Scanned PDFs are everywhere — contracts, invoices, academic papers, government forms — yet the text inside is locked in pixel data. You can't search it, copy it, or pipe it into a database. PDF OCR solves this with a single API call.
Why Not Just Use Image OCR?
You could export each PDF page as JPEG and send it to an image OCR endpoint.
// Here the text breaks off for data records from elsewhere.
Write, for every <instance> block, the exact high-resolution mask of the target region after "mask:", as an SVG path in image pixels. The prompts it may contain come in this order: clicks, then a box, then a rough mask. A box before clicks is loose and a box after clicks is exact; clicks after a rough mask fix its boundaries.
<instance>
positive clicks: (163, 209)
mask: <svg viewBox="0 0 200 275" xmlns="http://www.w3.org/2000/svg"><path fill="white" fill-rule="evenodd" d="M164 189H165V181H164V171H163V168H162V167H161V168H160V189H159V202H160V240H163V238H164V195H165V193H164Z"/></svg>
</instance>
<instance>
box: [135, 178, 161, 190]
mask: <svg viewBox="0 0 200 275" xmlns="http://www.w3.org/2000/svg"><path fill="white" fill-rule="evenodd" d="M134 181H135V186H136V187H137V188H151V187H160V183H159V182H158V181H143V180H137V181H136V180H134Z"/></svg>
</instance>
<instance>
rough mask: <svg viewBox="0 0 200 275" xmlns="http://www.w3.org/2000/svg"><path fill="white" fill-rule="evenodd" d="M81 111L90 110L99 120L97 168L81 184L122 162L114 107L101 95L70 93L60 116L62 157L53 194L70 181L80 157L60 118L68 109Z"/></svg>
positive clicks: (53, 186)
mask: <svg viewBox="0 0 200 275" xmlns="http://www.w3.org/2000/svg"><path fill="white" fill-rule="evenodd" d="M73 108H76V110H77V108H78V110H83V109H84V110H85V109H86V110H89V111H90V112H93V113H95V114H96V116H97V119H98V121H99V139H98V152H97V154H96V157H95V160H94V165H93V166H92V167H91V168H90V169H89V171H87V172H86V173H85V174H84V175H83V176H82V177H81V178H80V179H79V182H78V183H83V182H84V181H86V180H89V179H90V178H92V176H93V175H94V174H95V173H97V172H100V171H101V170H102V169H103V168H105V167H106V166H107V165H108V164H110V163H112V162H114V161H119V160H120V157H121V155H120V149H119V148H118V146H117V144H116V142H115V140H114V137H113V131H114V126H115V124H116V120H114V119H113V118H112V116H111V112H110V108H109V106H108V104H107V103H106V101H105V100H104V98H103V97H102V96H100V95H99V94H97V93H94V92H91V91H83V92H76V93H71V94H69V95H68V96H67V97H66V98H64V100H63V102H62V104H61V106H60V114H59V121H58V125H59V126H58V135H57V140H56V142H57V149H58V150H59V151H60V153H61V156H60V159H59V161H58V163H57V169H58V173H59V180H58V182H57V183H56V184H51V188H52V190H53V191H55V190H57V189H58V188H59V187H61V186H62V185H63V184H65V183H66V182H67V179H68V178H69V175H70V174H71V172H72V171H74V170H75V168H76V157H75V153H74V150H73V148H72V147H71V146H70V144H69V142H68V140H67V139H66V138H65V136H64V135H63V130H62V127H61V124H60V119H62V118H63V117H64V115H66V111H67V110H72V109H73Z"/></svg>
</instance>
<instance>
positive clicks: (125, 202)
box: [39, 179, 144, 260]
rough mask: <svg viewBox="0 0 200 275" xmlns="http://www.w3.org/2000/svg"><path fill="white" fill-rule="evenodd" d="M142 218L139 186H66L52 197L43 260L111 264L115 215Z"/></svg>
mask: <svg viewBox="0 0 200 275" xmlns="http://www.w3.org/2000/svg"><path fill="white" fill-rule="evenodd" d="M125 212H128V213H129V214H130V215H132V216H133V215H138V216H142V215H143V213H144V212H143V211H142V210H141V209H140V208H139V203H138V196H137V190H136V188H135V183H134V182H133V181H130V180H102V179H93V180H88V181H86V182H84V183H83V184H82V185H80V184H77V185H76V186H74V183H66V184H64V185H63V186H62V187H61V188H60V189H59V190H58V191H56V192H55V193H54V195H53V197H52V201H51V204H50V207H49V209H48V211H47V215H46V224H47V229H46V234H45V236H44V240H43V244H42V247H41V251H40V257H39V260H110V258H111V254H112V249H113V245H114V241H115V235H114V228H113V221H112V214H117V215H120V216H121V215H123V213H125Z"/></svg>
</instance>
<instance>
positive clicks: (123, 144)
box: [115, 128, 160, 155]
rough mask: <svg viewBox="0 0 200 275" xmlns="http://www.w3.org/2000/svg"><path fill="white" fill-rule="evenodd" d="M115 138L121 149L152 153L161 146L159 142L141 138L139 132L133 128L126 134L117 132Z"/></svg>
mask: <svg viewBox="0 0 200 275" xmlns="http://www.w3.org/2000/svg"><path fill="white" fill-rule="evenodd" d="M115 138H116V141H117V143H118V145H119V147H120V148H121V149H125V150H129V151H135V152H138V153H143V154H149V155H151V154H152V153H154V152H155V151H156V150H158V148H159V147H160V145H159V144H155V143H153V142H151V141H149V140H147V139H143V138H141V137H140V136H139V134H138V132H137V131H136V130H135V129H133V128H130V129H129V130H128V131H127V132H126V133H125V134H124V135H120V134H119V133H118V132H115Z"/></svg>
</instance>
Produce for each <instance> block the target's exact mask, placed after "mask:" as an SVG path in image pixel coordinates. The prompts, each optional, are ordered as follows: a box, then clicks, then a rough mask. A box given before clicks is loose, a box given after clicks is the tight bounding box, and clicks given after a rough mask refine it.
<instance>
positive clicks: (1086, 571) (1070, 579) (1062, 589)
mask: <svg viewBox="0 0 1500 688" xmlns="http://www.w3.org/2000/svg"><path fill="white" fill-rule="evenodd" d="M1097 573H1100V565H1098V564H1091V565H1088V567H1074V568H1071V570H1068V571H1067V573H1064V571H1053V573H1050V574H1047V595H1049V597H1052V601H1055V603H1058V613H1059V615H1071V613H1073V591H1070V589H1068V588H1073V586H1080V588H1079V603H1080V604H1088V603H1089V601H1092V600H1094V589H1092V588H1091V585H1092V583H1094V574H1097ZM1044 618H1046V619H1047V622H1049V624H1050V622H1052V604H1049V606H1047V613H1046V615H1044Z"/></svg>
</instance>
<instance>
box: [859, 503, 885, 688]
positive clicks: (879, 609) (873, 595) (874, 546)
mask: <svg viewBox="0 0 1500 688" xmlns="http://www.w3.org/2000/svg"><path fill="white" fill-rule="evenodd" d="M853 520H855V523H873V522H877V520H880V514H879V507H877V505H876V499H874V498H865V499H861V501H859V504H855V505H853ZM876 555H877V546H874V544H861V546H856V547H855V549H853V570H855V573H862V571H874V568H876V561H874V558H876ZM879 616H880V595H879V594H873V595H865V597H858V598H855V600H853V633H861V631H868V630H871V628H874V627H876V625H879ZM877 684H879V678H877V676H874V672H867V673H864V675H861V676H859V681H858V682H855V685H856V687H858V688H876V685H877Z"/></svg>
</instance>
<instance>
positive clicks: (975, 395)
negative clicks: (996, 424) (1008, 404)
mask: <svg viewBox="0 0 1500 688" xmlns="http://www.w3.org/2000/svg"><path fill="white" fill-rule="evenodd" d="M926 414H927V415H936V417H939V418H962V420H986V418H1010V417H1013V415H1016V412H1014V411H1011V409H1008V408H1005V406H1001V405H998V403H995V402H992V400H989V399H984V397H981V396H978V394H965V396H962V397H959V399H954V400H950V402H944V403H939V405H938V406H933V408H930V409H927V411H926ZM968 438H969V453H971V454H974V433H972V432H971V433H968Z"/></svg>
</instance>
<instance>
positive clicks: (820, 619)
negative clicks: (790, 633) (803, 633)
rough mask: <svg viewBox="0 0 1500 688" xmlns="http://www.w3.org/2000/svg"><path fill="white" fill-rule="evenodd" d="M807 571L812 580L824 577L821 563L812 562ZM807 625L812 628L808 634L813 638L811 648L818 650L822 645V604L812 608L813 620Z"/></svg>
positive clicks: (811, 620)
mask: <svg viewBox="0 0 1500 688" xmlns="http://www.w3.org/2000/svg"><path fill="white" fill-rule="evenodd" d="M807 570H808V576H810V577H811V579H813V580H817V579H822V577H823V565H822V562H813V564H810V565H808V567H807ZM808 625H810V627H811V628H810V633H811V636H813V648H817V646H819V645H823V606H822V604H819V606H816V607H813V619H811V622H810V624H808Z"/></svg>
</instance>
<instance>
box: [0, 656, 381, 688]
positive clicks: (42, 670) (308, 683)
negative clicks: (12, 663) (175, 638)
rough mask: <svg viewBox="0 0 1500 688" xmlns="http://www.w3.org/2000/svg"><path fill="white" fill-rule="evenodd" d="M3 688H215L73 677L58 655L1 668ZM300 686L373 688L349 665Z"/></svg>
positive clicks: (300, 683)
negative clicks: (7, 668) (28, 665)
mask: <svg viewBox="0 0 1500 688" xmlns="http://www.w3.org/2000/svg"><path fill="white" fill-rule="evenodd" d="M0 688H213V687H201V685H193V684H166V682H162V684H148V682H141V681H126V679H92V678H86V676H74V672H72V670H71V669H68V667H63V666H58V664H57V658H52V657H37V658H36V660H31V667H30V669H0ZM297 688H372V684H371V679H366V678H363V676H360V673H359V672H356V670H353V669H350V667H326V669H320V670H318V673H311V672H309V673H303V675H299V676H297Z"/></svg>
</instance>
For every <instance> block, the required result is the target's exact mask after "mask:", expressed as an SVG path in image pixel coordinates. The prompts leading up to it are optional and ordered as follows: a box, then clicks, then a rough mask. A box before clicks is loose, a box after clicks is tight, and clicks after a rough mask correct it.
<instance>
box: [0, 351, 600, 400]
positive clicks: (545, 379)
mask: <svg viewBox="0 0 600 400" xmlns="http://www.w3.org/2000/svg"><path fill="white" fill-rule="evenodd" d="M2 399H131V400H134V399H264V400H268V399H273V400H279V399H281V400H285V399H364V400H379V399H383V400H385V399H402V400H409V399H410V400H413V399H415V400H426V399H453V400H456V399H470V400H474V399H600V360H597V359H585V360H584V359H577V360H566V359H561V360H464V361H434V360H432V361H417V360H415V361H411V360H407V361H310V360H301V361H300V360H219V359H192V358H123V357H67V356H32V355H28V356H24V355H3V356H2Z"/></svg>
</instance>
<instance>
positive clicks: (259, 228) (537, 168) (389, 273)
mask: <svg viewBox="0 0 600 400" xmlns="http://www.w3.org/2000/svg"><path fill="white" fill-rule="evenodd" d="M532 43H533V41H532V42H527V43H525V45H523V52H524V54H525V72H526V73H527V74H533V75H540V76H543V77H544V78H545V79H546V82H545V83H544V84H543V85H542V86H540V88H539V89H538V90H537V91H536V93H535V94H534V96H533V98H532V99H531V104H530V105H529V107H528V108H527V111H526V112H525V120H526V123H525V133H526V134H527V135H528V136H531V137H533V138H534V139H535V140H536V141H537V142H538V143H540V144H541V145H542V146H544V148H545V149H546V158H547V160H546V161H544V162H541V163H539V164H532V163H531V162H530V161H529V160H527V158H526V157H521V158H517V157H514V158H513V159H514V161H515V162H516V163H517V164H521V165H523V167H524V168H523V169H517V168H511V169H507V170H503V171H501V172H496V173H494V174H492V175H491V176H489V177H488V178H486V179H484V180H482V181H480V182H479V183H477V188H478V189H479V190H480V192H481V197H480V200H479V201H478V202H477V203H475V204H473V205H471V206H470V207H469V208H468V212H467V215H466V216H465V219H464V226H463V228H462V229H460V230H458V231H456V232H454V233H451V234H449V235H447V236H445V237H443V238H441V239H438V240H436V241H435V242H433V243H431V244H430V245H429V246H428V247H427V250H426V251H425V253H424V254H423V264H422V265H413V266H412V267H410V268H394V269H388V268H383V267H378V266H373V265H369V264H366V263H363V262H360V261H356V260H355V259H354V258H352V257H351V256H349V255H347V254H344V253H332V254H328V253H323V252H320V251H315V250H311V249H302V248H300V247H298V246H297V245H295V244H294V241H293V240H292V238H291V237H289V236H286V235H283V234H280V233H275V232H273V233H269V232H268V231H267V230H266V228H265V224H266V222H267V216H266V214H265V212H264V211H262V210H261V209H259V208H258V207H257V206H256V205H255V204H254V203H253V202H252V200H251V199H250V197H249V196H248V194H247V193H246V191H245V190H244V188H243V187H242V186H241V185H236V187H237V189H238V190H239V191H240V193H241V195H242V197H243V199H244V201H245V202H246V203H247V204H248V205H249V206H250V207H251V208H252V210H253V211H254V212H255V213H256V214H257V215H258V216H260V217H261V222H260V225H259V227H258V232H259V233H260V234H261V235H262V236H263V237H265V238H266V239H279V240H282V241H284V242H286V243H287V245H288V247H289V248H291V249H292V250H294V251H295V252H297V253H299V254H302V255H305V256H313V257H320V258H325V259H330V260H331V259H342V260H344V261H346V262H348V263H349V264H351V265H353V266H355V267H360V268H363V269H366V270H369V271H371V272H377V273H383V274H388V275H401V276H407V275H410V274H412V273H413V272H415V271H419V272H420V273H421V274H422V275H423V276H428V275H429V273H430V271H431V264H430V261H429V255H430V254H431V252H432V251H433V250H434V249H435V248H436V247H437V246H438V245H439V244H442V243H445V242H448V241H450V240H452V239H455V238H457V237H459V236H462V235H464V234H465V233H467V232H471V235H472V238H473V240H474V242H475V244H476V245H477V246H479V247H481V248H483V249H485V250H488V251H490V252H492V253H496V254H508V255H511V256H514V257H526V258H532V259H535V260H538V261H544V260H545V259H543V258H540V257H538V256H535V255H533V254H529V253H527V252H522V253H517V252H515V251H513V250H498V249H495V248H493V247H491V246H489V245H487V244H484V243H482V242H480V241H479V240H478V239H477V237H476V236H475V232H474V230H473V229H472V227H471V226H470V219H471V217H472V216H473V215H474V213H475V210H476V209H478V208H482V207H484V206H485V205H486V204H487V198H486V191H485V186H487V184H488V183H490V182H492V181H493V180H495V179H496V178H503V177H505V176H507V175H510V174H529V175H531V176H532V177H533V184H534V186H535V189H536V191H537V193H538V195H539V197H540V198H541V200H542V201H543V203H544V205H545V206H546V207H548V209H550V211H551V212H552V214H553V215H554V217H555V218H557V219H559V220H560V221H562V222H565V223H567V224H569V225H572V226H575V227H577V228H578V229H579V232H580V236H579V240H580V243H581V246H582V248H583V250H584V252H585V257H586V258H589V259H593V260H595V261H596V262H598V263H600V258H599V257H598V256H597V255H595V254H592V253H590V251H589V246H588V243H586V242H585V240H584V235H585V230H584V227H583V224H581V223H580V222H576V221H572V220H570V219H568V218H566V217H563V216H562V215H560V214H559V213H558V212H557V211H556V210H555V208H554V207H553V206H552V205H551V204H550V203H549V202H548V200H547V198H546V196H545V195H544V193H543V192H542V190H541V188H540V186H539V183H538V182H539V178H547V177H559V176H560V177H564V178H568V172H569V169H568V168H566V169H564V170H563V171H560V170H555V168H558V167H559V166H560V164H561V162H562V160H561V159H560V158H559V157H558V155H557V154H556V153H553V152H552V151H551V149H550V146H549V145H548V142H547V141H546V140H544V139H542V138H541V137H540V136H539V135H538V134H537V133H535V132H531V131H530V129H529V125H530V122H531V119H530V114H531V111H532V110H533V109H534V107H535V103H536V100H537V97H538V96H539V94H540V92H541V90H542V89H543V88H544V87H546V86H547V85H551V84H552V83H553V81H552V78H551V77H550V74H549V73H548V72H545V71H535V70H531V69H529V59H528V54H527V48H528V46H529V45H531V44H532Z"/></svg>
But a dedicated PDF OCR endpoint is better:
- Multi-page in one request — Upload the full PDF, get text for every page at once
- Page-range control — Process only pages 3–7 of a 200-page document
- Structured response — Text organized by page number
- No conversion overhead — Skip the PDF-to-image pipeline entirely
Quick Start
import requests
HEADERS = {
"x-rapidapi-host": "ocr-wizard.p.rapidapi.com",
"x-rapidapi-key": "YOUR_API_KEY",
}
with open("scanned.pdf", "rb") as f:
resp = requests.post(
"https://ocr-wizard.p.rapidapi.com/ocr-pdf",
headers=HEADERS,
files={"pdf_file": f},
data={"first_page": 1, "last_page": 5},
)
for page in resp.json()["body"]["pages"]:
print(f"--- Page {page['pageNumber']} ({page['detectedLanguage']}) ---")
print(page["fullText"])
Response format:
{
"body": {
"pages": [
{
"pageNumber": 1,
"fullText": "Extracted text from page 1...",
"detectedLanguage": "en"
}
]
}
}
Process a Full Document
import json, requests
HEADERS = {
"x-rapidapi-host": "ocr-wizard.p.rapidapi.com",
"x-rapidapi-key": "YOUR_API_KEY",
}
def extract_pdf_text(pdf_path, first_page=None, last_page=None):
with open(pdf_path, "rb") as f:
payload = {}
if first_page: payload["first_page"] = first_page
if last_page: payload["last_page"] = last_page
resp = requests.post(
"https://ocr-wizard.p.rapidapi.com/ocr-pdf",
headers=HEADERS,
files={"pdf_file": f},
data=payload,
)
resp.raise_for_status()
return resp.json()["body"]["pages"]
pages = extract_pdf_text("annual-report.pdf")
for page in pages:
preview = page["fullText"][:80].replace("\n", " ")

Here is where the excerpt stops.